The built-in language analyzers are available globally and don’t need to be configured before being used. They can be specified directly in the field mapping:

PUT /my_index
{
  "mappings": {
    "blog": {
      "properties": {
        "title": {
          "type":     "string",
          "analyzer": "english" (1)
        }
      }
    }
  }
}
  1. The title field will use the english analyzer instead of the default standard analyzer.

Of course, by passing text through the english analyzer, we lose information:

GET /my_index/_analyze?field=title (1)
I'm not happy about the foxes
  1. Emits token: i’m, happi, about, fox

We can’t tell if the document mentions one fox or many foxes; the word not is a stopword and is removed, so we can’t tell whether the document is happy about foxes or not. By using the english analyzer, we have increased recall as we can match more loosely, but we have reduced our ability to rank documents accurately.

To get the best of both worlds, we can use multifields to index the title field twice: once with the english analyzer and once with the standard analyzer:

PUT /my_index
{
  "mappings": {
    "blog": {
      "properties": {
        "title": { (1)
          "type": "string",
          "fields": {
            "english": { (2)
              "type":     "string",
              "analyzer": "english"
            }
          }
        }
      }
    }
  }
}
  1. The main title field uses the standard analyzer.
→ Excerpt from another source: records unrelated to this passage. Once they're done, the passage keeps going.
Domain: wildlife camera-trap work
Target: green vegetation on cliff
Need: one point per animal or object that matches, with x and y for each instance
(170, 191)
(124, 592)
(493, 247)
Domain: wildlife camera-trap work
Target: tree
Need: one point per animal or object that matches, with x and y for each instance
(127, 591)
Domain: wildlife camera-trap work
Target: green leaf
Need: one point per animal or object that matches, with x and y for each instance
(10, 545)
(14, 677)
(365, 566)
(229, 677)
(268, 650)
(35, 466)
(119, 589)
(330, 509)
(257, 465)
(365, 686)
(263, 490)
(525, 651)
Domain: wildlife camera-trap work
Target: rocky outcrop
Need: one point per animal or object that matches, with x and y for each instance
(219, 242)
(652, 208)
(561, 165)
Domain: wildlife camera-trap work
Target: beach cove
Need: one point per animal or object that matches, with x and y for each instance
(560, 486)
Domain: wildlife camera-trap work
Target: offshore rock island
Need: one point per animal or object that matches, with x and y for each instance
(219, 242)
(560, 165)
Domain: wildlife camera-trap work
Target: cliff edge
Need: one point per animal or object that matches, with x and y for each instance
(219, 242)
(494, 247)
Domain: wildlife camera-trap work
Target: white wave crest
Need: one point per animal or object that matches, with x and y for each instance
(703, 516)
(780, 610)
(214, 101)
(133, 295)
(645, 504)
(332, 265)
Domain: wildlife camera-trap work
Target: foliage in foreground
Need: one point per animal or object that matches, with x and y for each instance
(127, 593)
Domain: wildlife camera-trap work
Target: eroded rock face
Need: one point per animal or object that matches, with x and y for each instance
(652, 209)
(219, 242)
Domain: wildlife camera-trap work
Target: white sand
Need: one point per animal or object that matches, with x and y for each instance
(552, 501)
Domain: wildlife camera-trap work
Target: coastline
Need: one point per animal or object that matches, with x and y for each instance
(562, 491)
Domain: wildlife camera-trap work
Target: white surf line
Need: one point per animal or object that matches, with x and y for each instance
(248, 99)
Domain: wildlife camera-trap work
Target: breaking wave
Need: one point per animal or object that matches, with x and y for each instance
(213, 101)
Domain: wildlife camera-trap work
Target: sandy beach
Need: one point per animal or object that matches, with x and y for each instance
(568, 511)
  2. The title.english subfield uses the english analyzer.

With this mapping in place, we can index some test documents to demonstrate how to use both fields at query time:

PUT /my_index/blog/1
{ "title": "I'm happy for this fox" }

PUT /my_index/blog/2
{ "title": "I'm not happy about my fox problem" }

GET /_search
{
  "query": {
    "multi_match": {
      "type":     "most_fields", (1)
      "query":    "not happy foxes",
      "fields": [ "title", "title.english" ]
    }
  }
}
  1. Use the most_fields query type to match the same text in as many fields as possible.

Even though neither of our documents contain the word foxes, both documents are returned as results thanks to the word stemming on the title.english field. The second document is ranked as more relevant, because the word not matches on the title field.